3 Replies Latest reply on Apr 15, 2011 5:04 AM by himanshu.gautam

    Overlap memory transfer/computation and latency hiding

    erman_amd

      Hi, I want to ask some basic questions. I'm new to AMD GPU and OpenCL programming, and want to use it in my thesis.

      1. How to overlap computation with memory transfer, so I can compute on one buffer, while doing memory transfer on other buffer? Is it supported on AMD APP SDK? I use AMD APP v2.3.

      2. It is said that the data transfer from CPU memory to GPU memory is executed using DMA. Is it automatically executed by the GPU hardware? Is there a way to access/give command to the DMA engine directly in code (as in IBM Cell processor programming)?
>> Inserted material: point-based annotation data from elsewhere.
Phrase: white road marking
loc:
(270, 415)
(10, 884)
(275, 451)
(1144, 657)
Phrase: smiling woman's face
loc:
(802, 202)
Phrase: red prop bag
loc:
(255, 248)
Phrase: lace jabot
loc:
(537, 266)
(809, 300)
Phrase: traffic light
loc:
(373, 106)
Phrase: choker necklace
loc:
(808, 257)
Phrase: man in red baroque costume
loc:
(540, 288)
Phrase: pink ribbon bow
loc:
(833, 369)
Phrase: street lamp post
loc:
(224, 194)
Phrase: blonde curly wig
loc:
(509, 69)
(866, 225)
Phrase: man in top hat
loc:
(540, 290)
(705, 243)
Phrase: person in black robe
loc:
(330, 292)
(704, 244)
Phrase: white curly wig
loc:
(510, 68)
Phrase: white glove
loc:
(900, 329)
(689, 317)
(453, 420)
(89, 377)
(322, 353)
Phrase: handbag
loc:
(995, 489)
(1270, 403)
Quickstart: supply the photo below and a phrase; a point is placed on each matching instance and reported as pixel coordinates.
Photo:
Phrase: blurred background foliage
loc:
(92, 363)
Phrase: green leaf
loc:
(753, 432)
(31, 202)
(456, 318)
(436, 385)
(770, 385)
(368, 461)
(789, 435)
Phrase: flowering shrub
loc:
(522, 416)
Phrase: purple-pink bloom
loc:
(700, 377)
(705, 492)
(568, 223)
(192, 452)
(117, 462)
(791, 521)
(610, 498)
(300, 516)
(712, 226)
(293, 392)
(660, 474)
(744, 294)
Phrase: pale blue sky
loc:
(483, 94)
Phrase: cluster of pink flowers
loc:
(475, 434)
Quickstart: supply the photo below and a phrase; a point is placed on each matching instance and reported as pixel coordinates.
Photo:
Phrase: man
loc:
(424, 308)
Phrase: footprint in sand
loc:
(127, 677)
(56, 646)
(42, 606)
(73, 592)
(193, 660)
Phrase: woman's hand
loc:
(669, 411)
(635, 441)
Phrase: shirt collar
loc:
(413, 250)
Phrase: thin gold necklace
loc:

      3. I read in the programming guide about memory latency hiding for a kernel with little ALU activity (the Parallel Min() function example point 4).

      In the code:

      global_work_size = compute_units * 7 * ws (=64) // 7 wavefronts per SIMD 

      How to get the value of '7'?

      I have a 5870 card, which 1 wavefront = 64 work-items. For this card what is the minimal number of wavefront so it can hide the memory latency?

      What is the measure  (or how to mea hsure) that indicate that we success in hiding the memory latency? Does the SKA or Profiler can tell whether or not the memory latency hiding is success?
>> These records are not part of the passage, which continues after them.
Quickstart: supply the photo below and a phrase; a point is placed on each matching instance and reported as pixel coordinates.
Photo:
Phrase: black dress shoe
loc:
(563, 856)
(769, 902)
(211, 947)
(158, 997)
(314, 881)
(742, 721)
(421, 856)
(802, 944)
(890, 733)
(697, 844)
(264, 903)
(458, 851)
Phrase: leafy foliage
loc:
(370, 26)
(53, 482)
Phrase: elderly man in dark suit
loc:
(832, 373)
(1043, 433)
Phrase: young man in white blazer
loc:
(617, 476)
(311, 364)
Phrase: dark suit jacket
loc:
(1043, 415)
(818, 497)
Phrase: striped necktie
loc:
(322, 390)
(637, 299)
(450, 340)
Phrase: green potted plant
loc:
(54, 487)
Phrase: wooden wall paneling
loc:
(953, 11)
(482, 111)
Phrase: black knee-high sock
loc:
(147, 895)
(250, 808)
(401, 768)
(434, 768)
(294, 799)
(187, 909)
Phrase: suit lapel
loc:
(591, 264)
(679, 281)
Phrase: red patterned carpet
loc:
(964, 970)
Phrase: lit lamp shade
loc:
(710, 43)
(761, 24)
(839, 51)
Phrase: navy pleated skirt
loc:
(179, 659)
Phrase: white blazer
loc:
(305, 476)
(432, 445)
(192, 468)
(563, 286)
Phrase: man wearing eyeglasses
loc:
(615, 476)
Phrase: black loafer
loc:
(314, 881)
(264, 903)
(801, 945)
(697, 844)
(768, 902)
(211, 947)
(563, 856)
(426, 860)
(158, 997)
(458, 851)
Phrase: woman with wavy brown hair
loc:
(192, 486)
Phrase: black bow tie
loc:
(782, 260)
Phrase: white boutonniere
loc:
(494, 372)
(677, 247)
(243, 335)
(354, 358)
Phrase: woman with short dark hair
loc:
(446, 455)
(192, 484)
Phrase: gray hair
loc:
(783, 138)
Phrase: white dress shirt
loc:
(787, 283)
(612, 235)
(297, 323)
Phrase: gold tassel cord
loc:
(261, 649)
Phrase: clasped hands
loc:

      In case of my kernel, it has little ALU activity, only 21-30% (shown in profiler).

      Thank you.

       

       

       

       

        • Overlap memory transfer/computation and latency hiding
          himanshu.gautam

          erman_amd,

           You can do memory transfer and computation parallely using DMA engines.
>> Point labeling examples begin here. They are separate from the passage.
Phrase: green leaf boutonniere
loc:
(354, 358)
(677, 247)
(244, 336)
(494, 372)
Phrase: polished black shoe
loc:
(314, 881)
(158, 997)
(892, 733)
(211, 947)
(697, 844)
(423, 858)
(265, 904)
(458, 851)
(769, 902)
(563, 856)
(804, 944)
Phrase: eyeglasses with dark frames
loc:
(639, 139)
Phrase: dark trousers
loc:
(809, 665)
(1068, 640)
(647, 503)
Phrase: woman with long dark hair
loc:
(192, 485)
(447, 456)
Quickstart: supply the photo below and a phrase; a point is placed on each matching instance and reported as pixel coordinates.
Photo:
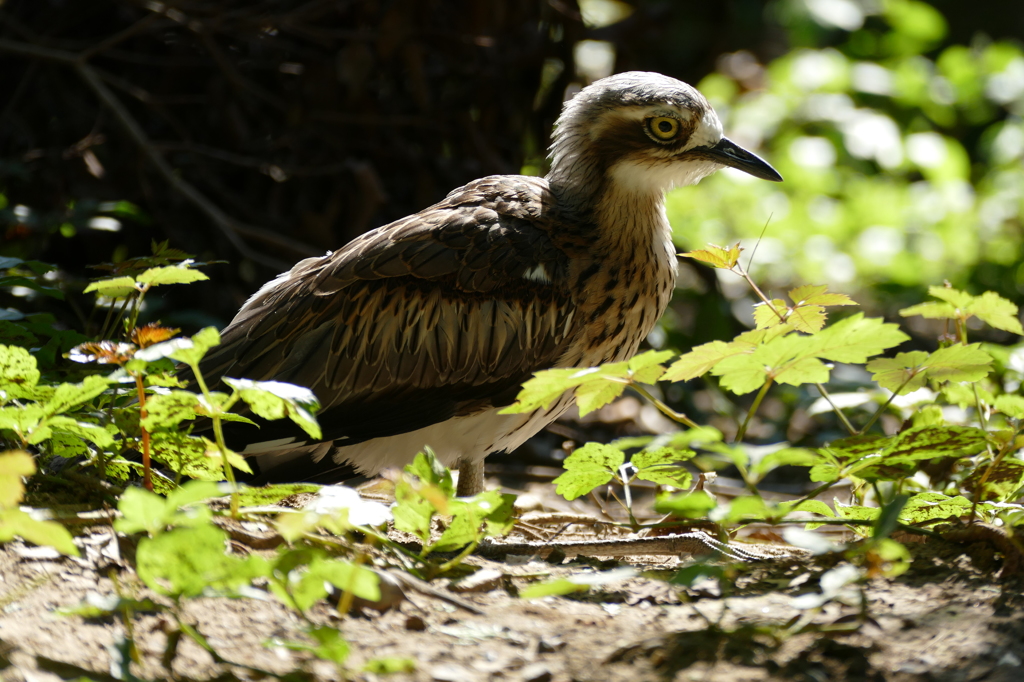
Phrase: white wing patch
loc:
(537, 273)
(267, 445)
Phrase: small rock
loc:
(451, 673)
(550, 644)
(483, 580)
(536, 673)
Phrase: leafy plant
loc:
(794, 344)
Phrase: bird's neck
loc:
(625, 210)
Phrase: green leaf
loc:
(17, 370)
(1011, 406)
(187, 562)
(909, 371)
(812, 506)
(796, 457)
(716, 256)
(389, 666)
(113, 288)
(268, 495)
(742, 508)
(931, 310)
(349, 578)
(595, 394)
(141, 510)
(82, 430)
(687, 505)
(170, 274)
(815, 295)
(674, 475)
(807, 318)
(996, 311)
(587, 468)
(429, 470)
(14, 465)
(274, 399)
(771, 313)
(189, 351)
(555, 588)
(903, 374)
(704, 357)
(889, 517)
(854, 340)
(660, 457)
(413, 512)
(958, 363)
(67, 396)
(953, 297)
(545, 387)
(928, 506)
(929, 442)
(16, 522)
(646, 368)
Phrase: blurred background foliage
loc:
(258, 133)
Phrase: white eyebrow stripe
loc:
(537, 273)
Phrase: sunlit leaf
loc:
(716, 256)
(587, 468)
(170, 274)
(153, 333)
(14, 465)
(996, 311)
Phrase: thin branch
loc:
(232, 229)
(663, 408)
(839, 412)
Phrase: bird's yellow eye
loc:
(663, 127)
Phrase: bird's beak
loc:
(729, 154)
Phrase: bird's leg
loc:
(470, 478)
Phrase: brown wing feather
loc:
(415, 322)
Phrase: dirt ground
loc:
(950, 617)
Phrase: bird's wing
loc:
(441, 313)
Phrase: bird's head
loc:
(644, 132)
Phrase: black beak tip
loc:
(729, 154)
          Refer to the bufferbandwidth and transfer overlap sample for details about how to get best memory access patterns. Also there is detailed description in openCL programming guide in Chapter 4.

          Generally the magic number for any algorithm depends on the algorithm itself. Best way is to use Profiler and try to get ALU Busy value as high as possible for compute intensive kernels.20-30% is not very good and you should try to improve it. Again refer to Chapter4 Programming guide to check out what suits your case.

           

          LAst thing is get AMD APP SDK 2.4 and also install the latest driver.

          Thanks